Trabalho
Escreve o "nosso" José Barros, lá mais por baixo nos comentários:
Como deviam ser as leis de trabalho? Enquanto a reforma não fosse dada, devia ser possível despedir um trabalhador doente (com leucemia), em razão do facto de, em virtude da doença, já não ser produtivo? Se se responder "sim", a questão levantar-se-ia também. Isto porque, ao que parece, a senhora foi dar aulas, porque não podia perder o vencimento. Claro que um empregador pode sempre passar a batata quente para a CGA, dizendo que não tem de arcar com os problemas da senhora, sendo essa uma tarefa da CGA; pelo que pode despedir o trabalhador que falte em razão de doença. Ainda assim, também quanto ao empregador surgem questões de "moralidade": despedir uma pessoa doente que precisa do dinheiro antes de obter a reforma não é propriamente bonito. Para que não fosse despedida,a senhora teria de ir para o trabalho à viva força nem que para isso tivesse de passar pelo que, infelizmente, passou nesta situação. A solução é ter um seguro que cubra situações destas, mas quem é que tem?É perfeitamente natural, e além do mais (quanto a mim) defensável, que os empregadores optem por "passar as batatas quentes" levantadas por questões de doença e sociais para a CGA, e mais genericamente para o estado. Afinal, foi esse estado que escolheu esse modelo.
Quando o estado estabelece a obrigatoriedade dos descontos para a segurança social, correlacionando essa obrigatoriedade com a existência de uma relação laboral, e mais ainda quando obriga também as próprias empresas a descontarem para essa segurança social, é perfeitamente natural que se depreenda que findam desse modo quaisquer eventuais "responsabilidade sociais" das empresas em relação aos seus trabalhadores. É perfeitamente natural que a relação empregador-empregado que emerge dessa imposição seja vocacionada tão somente na vontade de o empregador continuar com essa relação enquanto esta for proveitosa em termos de lhe ver satisfeita a função para a qual o havia contratado em primeiro lugar.

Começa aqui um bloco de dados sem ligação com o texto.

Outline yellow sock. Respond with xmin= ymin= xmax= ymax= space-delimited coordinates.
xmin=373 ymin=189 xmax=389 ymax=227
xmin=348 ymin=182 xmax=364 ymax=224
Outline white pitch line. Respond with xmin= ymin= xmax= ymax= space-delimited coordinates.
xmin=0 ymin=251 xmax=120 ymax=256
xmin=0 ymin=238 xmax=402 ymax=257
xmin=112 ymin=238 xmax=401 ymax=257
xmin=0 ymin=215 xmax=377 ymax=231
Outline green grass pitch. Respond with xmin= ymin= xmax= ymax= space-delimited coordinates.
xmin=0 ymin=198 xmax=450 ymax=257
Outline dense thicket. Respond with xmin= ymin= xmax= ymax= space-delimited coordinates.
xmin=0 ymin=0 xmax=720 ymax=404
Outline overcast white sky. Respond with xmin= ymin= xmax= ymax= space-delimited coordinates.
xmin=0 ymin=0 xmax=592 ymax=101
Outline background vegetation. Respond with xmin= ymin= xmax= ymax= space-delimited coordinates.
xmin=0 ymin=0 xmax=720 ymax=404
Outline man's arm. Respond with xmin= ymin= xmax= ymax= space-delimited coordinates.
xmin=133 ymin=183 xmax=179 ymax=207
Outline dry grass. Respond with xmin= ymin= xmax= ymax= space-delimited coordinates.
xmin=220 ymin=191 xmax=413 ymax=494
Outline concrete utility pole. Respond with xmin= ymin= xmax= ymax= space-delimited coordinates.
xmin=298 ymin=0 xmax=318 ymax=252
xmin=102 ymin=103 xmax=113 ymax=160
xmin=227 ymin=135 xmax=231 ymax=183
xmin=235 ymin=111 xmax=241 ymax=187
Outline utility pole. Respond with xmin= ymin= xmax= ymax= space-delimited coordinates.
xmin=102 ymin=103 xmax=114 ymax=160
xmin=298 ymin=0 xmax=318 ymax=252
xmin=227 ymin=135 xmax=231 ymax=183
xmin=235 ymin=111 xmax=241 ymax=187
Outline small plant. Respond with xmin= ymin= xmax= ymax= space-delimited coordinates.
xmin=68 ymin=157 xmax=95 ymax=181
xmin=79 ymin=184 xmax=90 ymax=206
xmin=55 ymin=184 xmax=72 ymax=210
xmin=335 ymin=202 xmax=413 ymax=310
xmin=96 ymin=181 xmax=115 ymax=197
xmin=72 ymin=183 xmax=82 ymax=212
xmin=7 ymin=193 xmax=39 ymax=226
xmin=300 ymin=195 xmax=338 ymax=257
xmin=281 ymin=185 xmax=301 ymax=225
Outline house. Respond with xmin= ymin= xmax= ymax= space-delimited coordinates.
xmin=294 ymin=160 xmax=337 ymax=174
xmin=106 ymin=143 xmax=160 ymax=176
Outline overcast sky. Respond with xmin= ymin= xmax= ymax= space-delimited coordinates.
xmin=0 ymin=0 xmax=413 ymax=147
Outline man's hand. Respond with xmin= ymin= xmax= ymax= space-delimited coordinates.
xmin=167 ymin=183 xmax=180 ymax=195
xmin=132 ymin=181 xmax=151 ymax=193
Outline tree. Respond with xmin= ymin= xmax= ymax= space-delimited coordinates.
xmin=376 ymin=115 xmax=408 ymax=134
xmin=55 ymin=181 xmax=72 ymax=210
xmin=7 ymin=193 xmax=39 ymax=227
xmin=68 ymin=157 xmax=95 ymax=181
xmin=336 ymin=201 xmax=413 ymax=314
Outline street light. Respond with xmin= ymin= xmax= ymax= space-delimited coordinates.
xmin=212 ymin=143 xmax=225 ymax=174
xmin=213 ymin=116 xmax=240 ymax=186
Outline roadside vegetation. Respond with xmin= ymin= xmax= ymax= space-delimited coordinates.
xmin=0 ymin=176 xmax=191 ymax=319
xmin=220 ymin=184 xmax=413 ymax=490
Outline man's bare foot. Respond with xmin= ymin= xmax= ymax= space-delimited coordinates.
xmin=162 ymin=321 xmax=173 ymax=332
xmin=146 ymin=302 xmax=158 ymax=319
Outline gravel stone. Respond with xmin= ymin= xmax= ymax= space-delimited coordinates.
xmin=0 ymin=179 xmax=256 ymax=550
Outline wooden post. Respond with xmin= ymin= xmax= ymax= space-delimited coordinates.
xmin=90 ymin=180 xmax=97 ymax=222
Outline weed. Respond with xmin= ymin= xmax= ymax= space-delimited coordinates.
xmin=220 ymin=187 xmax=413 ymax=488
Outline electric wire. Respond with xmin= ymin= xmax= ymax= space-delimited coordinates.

Vê-se hoje em dia as consequências dessas opções, e da vontade do estado em ser o monopolista do fornecimento do serviço e de decretar coercivamente os pressupostos das relações laborais: temos empregados que se impõem coercivamente aos patrões, com os quais já não têm nada de objectivo em comum, e que se arrastam por empresas em guerrilhas laborais. A isto, acrescenta-se um estado que, sufocado pelas obrigações e direitos que o próprio impões e estabeleceu, rabeia e se furta a cumprir com essas obrigações, muitas vezes recorrendo a preceitos pouco próprios de um Estado de Direito e de mera boa-fé.
Qual é, para mim, a alternativa liberal a este problema? A de que, de uma vez por todas, se compreenda que um contrato de trabalho só faz sentido enquanto e nos termos em que agradar às duas partes. Que são as partes interessadas (patrão e empregado) que devem ter a liberdade de estabelecer as regras a que se comprometem, que até poderão passar por regalias vistas como de cariz social ou que contribuam para minimizar o risco da sua relação laboral. Que cada um deve acautelar à sua maneira, com a sua propensão ou aversão ao risco, o seu futuro, compreendendo o risco de ser despedido e/ou de se encontrar numa situação de saúde complicada. Que o estado possa eventualmente providenciar esse serviço, mas de forma facultativa e sendo somente alimentado por contribuições do beneficiário directo dessa protecção (o empregado, a menos que persista vontade do contrário), e que os compromissos sejam somente os alimentados por essas contribuições.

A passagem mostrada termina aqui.